Forgotten History: the Union Station Massacre

Before I went out to Kansas City for Worldcon this year, I read up on the city and its history, and became fascinated by an event known as the Union Station Massacre. This shootout, on June 17, 1933, was the high-publicity rollout of the bank robbing, kidnapping, and mayhem that roiled the Midwest until the end of 1934. The marquee stars included John Dillinger, Bonnie and Clyde, the Barkers, Baby Face Nelson, and Pretty Boy Floyd.

In fact, almost all the mythic actions of these celebrity criminals fall into these couple of years. Dillinger's first bank robbery was four days after the Massacre, on June 21, 1933, and he was dead by July 22, 1934. Bonnie Parker and Clyde Barrow met in 1930, but Clyde didn't start killing people until 1932. They were killed on May 23, 1934. Romantic hero Floyd was killed on October 22, 1934, the twitchy killer Nelson on November 27 of that year, and poor clueless Ma Barker and her son Fred on January 16, 1935. The only high-profile freelance Public Enemy left was the sinister sociopath Alvin Karpis (aka "Old Creepy"), the last member of the Barker gang, and he was arrested on May 1, 1936, after a long period on the run.

But, aside from Pretty Boy Floyd (and this is debated, part of what makes the story interesting), none of these were involved at Union Station. So what happened? What made the morning end with four dead cops in the parking lot in front of Union Station, Kansas City?

A cop and a couple of federal agents (not yet called FBI) went to Hot Springs, Arkasas and kidnapped a known escaped bank robber named Frank Nash. They had to "kidnap" him because enforcing laws across state lines was incredibly difficult at that time, and Hot Springs was a completely criminal enterprise, a kind of gangster Riviera, and they knew they would be prevented if they went through channels. They got on a train the Union Station and called some locals to help them transfer their prisoner from the train to a car and thence to Leavenworth.

But the word got out, and three criminal associates of Nash decided to rescue him, with tommy guns. The result was a shootout that left four cops, both local and federal, dead, along with Nash, and two wounded. The shooters fled.

To show how different things were back then, locals picked up and pocketed the bullets and other detritus of the shootout as souvenirs, while newspaper reporters rearranged the dead bodies to make better photos, getting blood on their pants cuffs. Crime scenes seem to have been complete free-for-alls at this time. Remember, when the airship Shenandoah crashed in southern Ohio in 1925, thousands of locals came and looted the wreckage (though that they also looted the dead bodies of the crew seems to be untrue).

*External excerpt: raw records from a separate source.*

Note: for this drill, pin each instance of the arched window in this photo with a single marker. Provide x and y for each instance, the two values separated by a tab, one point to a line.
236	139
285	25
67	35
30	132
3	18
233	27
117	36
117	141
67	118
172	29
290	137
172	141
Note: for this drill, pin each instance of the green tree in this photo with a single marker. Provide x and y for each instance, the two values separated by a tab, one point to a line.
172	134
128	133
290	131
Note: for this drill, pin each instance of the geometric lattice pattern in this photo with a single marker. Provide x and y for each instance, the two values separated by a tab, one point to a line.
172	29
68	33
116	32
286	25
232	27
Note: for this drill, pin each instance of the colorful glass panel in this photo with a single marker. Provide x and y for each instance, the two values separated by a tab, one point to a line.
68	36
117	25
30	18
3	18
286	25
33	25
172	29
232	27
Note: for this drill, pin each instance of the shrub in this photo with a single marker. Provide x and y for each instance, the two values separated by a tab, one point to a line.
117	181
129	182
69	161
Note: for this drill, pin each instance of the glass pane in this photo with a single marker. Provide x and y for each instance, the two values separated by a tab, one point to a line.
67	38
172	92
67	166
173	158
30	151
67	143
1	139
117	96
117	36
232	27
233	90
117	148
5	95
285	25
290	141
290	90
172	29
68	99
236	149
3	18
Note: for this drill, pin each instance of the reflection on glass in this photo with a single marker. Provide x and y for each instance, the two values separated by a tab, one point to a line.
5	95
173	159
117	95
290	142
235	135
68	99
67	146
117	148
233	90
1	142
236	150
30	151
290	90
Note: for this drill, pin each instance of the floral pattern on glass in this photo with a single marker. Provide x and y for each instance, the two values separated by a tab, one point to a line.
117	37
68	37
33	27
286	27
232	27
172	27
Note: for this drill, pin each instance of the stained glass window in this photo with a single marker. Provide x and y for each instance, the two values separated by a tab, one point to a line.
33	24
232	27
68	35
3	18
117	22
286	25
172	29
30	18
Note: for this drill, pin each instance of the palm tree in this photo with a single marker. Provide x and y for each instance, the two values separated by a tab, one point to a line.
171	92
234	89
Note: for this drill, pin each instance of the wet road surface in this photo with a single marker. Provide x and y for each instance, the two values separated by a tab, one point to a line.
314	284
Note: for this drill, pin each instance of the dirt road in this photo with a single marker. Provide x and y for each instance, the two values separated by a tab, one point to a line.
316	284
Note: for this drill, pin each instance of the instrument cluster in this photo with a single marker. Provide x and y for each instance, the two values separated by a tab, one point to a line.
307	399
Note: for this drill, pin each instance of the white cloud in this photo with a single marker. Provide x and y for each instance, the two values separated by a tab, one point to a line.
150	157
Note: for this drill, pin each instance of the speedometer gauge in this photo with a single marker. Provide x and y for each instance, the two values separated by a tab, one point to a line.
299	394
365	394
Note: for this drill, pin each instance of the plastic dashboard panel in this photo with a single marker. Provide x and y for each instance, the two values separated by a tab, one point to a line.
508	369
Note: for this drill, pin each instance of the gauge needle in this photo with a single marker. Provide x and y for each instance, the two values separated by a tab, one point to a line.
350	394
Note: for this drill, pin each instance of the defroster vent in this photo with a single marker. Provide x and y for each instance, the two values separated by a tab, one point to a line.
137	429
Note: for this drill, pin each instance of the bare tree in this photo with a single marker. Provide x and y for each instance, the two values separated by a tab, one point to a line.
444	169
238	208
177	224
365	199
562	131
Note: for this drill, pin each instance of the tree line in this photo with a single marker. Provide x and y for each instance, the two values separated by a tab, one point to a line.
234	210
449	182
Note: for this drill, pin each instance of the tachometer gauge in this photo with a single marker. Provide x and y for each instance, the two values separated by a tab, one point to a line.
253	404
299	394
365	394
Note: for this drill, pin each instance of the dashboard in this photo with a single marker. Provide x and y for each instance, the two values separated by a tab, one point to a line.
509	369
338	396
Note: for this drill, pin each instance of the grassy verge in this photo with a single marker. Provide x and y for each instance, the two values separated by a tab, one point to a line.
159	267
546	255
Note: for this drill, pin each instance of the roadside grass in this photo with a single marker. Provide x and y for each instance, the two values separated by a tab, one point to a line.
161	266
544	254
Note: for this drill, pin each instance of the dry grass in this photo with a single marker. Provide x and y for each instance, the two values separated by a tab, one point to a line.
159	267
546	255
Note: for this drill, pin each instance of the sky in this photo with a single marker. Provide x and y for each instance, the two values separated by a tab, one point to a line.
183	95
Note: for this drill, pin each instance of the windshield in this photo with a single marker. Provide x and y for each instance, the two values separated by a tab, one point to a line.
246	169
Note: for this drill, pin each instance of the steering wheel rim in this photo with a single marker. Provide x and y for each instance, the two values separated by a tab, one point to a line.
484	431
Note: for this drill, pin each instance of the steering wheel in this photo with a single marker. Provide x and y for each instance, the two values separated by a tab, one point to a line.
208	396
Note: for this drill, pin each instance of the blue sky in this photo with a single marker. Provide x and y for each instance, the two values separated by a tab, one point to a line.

Coming only two days after the high-profile kidnapping of William Hamm, president of the brewery, by the Barkers and Karpis, in St. Paul, Minn,  this really made people see the country as in the grip of a wave of crime--and they weren't wrong. The homicide rate peaked at nearly 10 per 100,000 population in the early 1930s, a rate it would not reach again until the high-crime 1970s and 80s.

This is when J. Edgar Hoover professionalized what would become the FBI--and brilliantly managed its PR, turning it from a bunch of bureaucrats to a professional national police force, and the heroic agency of movies and TV. The Massacre not only kicked off the crime wave, it kicked off Hoover's career.

One of the shooters was a former sheriff named Vern Miller. After he escaped from an ambush at a Chicago apartment building, he vanished, to turn up dead in a ditch near Detroit, presumably the victim of competing criminals. But the other two? Oddly, their identification was never completely clear, even though the shootout took place in a crowded train station in mid-morning of a business day. Pretty Boy Floyd was strongly implicated, but refused to admit culpability as he lay dying of a belly wound in an Ohio cornfield. A man named Adam Richetti was eventually executed for his participation, but whether he was even there that day is hotly disputed.

I had never heard of this event before deciding to go to Kansas City, but am now a big fan. I visited the station a couple of times to see where it happened, and examined what is claimed to be a bullet chip in the front of the station (well, maybe....though it's probably just a random chip).

All the photos of the aftermath show the station parking lot with the bullet-riddled vehicle. I thought they faced city streets and buildings. Instead, turning in the other direction shows you the impressive World War One Memorial, with its Art Deco tower and veiled sphinxes, opened in 1926. It's a dramatic setting for a dramatic crime.